Englehart finalizou a saga do Império Secreto com um Steve Rogers enojado com o sistema, abandonando a identidade de Capitão América. Saiu pela América, easy rider, à procura de uma razão para viver e não só para lutar. Com o tempo, compreendeu que não devia obediência cega ao comandante-em-chefe, ao establishment. Passou a encarnar não a América, mas o sonho americano - o ideal de liberdade e justiça para todos.
Quem dera a América, o país, seguisse os exemplos dos dois Steves, Rogers e Englehart. Quem dera liberdade e justiça para todos fosse para todos mesmo, dentro e fora da América.
Mas o sucesso deste filme é razão para alento. Quando as luzes se acendem, ficam duas mensagens importantes.
No século 21, nem um império secreto está a salvo de indivíduos com coragem moral, empoderados pela tecnologia digital.
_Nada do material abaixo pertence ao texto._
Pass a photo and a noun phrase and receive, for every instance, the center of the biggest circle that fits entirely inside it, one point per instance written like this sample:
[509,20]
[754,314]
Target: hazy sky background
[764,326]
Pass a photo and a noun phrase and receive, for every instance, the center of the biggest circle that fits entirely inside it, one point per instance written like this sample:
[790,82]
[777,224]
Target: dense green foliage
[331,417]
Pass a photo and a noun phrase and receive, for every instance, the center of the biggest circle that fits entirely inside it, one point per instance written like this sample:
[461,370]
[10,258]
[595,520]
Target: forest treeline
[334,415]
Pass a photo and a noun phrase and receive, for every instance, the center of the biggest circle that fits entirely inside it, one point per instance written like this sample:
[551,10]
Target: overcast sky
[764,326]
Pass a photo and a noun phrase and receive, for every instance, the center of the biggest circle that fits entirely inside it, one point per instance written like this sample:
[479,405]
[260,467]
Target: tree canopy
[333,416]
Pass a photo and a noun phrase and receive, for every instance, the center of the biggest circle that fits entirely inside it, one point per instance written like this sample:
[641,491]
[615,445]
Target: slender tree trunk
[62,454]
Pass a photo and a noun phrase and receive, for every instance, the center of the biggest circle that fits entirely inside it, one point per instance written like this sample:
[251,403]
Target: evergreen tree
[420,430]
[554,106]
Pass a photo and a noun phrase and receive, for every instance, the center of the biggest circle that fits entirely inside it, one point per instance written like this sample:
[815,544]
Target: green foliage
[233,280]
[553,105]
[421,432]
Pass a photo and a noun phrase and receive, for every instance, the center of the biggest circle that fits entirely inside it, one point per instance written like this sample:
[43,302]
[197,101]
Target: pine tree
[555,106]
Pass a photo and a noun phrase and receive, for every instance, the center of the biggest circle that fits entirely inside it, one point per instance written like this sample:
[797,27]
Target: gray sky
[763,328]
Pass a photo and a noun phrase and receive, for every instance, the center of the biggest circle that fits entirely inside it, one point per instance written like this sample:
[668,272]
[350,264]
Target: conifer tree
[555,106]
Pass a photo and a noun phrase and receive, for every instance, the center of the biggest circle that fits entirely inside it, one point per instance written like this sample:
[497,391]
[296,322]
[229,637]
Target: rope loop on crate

E mais importante: saímos com a convicção que os problemas da liberdade só podem ser resolvidos com mais liberdade, nunca com menos. Ter consciência disso faz de todos nós companheiros do Capitão América.
É uma boa luta para lutar.
(A conclusão do texto é inocente, talvez. Mas inocentes são os gibis e deles jamais me libertarei. Muito menos os que fundiram minha cuca, como se dizia quando eu era criança. É o caso de “A Saga do Império Secreto”, que me botou pra pensar em ideais e ideais traídos, em decisões pessoais e suas consequências, em patriotismo e governos e nos Estados Unidos, no esplendor dos meus dez anos de idade, em plena ditadura militar.
Talvez por causa disso, “O Soldado Invernal” continua sendo minha mais satisfatória experiência com um filme super-herói. E aqui está uma entrevista de Steve Englehart sobre o assunto…)
Maravilha!! E viva o sonho americano... Enquanto isso ouço a trilha sonora de "Retratos da vida", do Claude Lelouch, e me vem à ideia a necessidade de resistirmos, como muitos fizeram durante a Segunda Grande Guerra - resistiram e salvaram vidas. Não consigo mais do que ajudar alguns artistas gaúchos, mas sigo adiante.
Eu tô chorando 😭 muito. Será que a gente vai vencer um dia?